Apparently nobody could’ve stopped it. Symantec, long-time maker of anti-virus software, says that there’s no point to it: anti-virus doesn’t work. Brian Dye, Symantec senior vice president for information security told the Wall Street Journal that anti-virus “is dead”. Now, he then went on to say: “We don’t think of anti-virus as a moneymaker in any way.” That’s a significant difference: I’ve no reason to wish Symantec stops making money, but your lack of cash income doesn’t equal my having to give up on anti-virus.

That Journal interview is focused on what the company is doing with its business and it’s true that Symantec is moving away from anti-virus software. It’s also true, unfortunately, that it’s because such software isn’t working any more. Says the Wall Street Journal:

Symantec Corp. SYMC -0.05% invented commercial antivirus software to protect computers from hackers a quarter-century ago. Now the company says such tactics are doomed to failure.

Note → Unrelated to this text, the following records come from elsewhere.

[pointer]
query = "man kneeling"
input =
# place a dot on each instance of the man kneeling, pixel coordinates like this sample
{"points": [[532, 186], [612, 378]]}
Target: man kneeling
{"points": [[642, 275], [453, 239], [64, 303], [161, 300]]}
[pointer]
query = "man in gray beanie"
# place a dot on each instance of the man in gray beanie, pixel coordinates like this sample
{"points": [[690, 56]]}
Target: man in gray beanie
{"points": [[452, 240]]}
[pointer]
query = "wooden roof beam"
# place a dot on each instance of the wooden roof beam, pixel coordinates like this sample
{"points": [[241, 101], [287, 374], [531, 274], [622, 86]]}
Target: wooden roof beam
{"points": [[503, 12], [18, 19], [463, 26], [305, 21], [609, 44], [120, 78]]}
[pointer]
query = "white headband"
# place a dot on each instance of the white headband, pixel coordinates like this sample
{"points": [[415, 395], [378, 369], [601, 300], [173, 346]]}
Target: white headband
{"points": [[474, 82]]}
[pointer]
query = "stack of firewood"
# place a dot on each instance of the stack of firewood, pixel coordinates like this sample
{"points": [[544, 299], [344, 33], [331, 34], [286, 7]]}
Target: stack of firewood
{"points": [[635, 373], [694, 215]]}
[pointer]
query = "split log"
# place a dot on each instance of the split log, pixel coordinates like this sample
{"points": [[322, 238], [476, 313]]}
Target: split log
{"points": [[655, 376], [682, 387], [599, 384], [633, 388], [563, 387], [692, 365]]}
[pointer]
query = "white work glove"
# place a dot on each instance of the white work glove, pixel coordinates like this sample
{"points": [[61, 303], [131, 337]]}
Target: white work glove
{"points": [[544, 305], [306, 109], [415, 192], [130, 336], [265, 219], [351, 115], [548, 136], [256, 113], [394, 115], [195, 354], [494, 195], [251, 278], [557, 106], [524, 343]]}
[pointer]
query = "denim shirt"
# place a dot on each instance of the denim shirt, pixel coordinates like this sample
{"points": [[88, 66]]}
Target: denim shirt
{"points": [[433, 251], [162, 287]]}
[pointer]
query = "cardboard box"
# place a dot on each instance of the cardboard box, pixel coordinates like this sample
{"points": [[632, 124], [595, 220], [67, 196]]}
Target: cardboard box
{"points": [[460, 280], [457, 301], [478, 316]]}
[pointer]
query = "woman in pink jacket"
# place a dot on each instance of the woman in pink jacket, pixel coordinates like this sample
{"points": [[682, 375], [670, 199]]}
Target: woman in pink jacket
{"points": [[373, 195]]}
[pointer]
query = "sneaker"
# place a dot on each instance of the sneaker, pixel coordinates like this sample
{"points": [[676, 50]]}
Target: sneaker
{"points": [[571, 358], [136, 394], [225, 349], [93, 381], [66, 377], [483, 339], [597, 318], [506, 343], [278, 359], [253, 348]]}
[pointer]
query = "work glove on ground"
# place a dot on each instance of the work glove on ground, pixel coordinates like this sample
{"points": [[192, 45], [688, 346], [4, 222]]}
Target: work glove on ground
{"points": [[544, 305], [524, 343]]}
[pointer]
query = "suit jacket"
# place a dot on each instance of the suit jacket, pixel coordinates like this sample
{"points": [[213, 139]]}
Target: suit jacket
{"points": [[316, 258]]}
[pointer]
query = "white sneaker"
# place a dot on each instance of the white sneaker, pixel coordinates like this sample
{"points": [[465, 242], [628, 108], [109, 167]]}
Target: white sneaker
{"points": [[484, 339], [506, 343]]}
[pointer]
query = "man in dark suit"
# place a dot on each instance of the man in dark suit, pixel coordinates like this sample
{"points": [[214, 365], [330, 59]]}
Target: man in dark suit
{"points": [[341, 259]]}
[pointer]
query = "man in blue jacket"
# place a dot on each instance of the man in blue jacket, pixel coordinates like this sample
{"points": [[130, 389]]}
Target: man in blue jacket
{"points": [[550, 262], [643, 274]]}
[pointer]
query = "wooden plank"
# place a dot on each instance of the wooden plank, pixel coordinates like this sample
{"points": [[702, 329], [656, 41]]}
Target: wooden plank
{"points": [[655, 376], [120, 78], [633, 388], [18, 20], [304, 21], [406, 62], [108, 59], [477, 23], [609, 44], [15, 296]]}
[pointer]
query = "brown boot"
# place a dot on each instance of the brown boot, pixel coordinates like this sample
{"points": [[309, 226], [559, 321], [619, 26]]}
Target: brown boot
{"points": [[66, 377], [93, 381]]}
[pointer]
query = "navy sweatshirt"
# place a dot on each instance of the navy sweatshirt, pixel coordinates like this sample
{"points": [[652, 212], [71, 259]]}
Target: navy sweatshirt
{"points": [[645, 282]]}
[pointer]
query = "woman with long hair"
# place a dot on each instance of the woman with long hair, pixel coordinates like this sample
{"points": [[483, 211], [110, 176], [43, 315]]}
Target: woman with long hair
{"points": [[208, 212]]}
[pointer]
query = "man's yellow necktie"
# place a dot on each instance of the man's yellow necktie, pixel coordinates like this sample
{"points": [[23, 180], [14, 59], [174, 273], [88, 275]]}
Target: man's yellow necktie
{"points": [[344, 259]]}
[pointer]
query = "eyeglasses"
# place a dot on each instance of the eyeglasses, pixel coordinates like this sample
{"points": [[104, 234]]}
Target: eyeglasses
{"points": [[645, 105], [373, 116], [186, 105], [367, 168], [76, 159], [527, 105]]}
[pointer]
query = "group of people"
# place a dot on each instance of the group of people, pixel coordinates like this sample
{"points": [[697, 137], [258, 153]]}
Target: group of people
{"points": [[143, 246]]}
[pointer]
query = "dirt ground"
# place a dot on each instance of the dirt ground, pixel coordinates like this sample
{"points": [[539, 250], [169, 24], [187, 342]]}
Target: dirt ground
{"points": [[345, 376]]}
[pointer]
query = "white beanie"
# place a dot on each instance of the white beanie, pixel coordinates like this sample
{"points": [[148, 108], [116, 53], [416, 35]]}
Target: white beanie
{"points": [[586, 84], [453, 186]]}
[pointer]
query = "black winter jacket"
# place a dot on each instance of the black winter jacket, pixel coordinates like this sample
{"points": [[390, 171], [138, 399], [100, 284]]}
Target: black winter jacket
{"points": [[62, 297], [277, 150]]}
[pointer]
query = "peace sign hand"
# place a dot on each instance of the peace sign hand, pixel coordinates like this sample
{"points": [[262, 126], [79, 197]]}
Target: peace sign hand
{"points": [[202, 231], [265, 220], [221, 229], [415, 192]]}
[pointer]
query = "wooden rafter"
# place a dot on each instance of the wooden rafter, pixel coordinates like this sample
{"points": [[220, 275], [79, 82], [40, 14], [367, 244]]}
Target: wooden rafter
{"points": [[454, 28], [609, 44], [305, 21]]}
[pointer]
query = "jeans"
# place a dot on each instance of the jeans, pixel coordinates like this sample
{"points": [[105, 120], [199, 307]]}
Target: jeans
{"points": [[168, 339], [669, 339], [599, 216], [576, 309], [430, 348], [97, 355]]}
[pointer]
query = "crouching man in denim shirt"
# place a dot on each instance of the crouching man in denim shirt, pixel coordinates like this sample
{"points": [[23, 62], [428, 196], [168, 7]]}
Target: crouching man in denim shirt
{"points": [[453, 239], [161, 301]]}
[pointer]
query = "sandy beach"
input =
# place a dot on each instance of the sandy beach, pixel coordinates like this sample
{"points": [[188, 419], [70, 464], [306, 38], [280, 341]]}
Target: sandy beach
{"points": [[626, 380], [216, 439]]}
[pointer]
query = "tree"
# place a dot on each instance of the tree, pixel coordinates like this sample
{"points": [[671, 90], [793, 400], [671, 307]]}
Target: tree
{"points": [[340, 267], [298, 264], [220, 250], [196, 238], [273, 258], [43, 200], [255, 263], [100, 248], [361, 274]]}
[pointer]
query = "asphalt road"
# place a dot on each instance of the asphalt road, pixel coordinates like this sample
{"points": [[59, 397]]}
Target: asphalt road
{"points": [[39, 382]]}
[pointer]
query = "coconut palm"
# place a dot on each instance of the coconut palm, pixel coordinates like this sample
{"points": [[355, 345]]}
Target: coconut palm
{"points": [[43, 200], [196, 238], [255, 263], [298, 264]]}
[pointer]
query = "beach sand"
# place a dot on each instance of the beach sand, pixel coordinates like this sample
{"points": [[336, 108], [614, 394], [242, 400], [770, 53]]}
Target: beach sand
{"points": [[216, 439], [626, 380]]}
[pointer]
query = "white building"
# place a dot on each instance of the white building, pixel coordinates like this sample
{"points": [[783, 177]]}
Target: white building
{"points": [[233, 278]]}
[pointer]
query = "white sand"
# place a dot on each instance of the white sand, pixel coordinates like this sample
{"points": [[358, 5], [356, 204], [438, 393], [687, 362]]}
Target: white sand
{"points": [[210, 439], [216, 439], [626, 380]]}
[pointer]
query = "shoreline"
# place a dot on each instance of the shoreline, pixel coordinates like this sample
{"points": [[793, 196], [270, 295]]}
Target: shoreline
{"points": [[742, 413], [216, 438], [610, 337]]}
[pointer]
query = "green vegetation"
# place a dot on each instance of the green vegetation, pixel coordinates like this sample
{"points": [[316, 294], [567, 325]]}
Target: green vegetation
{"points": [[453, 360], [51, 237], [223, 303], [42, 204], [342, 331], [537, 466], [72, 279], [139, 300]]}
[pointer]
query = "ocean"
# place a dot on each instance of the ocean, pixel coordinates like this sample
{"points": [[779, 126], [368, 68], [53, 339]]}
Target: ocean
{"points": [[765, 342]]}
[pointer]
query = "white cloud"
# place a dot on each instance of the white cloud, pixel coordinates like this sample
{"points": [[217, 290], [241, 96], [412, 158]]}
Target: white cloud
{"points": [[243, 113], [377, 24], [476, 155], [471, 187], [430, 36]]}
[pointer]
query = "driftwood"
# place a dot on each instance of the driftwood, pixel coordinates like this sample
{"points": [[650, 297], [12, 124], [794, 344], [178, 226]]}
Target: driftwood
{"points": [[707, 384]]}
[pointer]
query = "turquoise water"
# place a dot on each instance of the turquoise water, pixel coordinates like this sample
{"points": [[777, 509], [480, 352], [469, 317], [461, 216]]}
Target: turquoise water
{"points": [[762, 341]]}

Antivirus products aim to prevent hackers from getting into a computer. But hackers often get in anyway these days. So Mr. Dye is leading a reinvention effort at Symantec that reflects a broader shift in the $70 billion a year cybersecurity industry.

Symantec Develops New Attack on Cyberhacking – Wall Street Journal

Very broadly, anti-virus software works by recognising virus code – and it recognises it by comparing it to a database of existing viruses. That always meant that a brand-new virus would get by because it didn’t match any previous one and this is, again very broadly, why you’d have so many updates to anti-virus software. Now viruses and other malicious code tend to be new. According to the Wall Street Journal, “Mr Dye estimates anti-virus now catches just 45% of cyberattacks”.

What this means for Symantec is that fewer people are buying its software. What this means for users is harder to tell: Symantec, McAfee and Norton are reportedly moving to software that detects suspicious activity more than it does this code-comparison.